In deze zaak heeft de Rechtbank Amsterdam op 27 november 2015 uitspraak gedaan in een rekestprocedure betreffende de overlevering van een opgeëiste persoon op basis van een Europees aanhoudingsbevel (EAB). De vordering tot overlevering werd ingediend door de officier van justitie en betreft een EAB dat op 17 juni 2015 door de procureur des Konings bij de Rechtbank van Eerste Aanleg van Oost-Vlaanderen is uitgevaardigd. De opgeëiste persoon, geboren in 1994 in België, is thans gedetineerd in Nederland en heeft geen vaste woon- of verblijfplaats in Nederland. De rechtbank heeft vastgesteld dat de identiteit van de opgeëiste persoon klopt en dat hij uitsluitend de Belgische nationaliteit heeft.
De rechtbank heeft de vordering behandeld op een openbare zitting op 11 augustus 2015, waarbij de opgeëiste persoon schriftelijk afstand heeft gedaan van zijn recht om aanwezig te zijn. Zijn raadsman heeft zich gerefereerd aan het oordeel van de rechtbank over de toelaatbaarheid van de overlevering. De rechtbank heeft eerder prejudiciële vragen willen stellen aan het Hof van Justitie van de Europese Unie, maar na een beschikking van het Hof op 25 september 2015 hebben partijen aangegeven geen noodzaak te zien voor het stellen van deze vragen.
De rechtbank heeft de overlevering toegestaan, omdat het EAB voldoet aan de eisen van de Overleveringswet en er geen weigeringsgronden zijn.
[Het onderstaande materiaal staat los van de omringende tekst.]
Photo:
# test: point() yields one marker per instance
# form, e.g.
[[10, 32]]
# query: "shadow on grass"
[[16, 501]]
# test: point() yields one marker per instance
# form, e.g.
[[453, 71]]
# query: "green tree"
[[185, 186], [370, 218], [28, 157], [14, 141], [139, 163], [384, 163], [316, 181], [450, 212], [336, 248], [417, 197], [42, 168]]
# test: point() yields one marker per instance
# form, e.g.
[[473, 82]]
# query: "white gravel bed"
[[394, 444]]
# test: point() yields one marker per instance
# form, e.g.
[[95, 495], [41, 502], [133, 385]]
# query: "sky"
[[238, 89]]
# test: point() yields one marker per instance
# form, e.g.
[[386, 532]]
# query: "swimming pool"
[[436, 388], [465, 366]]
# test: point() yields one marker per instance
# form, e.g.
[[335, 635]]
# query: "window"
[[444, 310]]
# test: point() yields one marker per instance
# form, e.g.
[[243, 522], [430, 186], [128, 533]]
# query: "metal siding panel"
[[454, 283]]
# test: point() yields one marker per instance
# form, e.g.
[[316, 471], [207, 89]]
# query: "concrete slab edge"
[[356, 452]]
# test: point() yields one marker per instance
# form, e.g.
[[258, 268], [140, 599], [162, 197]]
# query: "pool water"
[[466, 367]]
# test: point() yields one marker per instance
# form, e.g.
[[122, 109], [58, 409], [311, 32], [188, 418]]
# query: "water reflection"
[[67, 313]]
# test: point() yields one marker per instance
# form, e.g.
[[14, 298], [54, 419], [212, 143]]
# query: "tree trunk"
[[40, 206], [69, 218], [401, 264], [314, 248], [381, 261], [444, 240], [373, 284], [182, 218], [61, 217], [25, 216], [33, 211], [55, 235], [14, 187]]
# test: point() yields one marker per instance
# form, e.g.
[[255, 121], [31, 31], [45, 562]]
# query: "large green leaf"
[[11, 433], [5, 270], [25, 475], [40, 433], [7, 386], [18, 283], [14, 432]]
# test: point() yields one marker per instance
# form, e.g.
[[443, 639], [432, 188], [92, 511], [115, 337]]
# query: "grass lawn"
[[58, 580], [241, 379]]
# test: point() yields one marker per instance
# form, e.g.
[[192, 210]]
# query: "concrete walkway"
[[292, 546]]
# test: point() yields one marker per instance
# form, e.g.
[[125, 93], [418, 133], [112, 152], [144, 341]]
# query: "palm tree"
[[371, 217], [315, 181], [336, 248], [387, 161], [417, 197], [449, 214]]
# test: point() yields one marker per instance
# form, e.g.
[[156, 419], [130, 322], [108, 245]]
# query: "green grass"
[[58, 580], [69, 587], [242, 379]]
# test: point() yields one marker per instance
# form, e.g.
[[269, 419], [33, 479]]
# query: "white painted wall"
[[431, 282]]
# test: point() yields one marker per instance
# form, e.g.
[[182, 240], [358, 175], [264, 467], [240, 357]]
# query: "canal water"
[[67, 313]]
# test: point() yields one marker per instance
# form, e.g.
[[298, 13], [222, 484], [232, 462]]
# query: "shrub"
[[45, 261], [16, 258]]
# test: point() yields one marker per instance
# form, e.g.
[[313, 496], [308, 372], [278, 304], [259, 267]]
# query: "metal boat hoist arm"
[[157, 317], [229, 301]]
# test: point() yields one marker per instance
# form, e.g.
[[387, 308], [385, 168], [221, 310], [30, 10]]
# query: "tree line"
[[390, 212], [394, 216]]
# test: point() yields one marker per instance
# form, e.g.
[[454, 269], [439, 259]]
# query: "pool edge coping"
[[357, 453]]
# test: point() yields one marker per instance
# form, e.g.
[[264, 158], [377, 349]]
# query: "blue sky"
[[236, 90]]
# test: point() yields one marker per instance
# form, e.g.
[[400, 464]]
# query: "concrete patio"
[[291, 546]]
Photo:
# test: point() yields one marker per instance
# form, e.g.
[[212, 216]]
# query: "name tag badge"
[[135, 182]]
De rechtbank heeft daarbij de relevante wetsbepalingen, zoals artikel 435 van het Wetboek van Strafrecht en artikelen 2, 5, 7 en 12 van de Overleveringswet, in acht genomen. De beslissing is genomen door de rechters H.P. Kijlstra, A.J. Dondorp en C.A.E. Wijnker, en is uitgesproken ter openbare zitting. Tegen deze uitspraak staat geen gewoon rechtsmiddel open.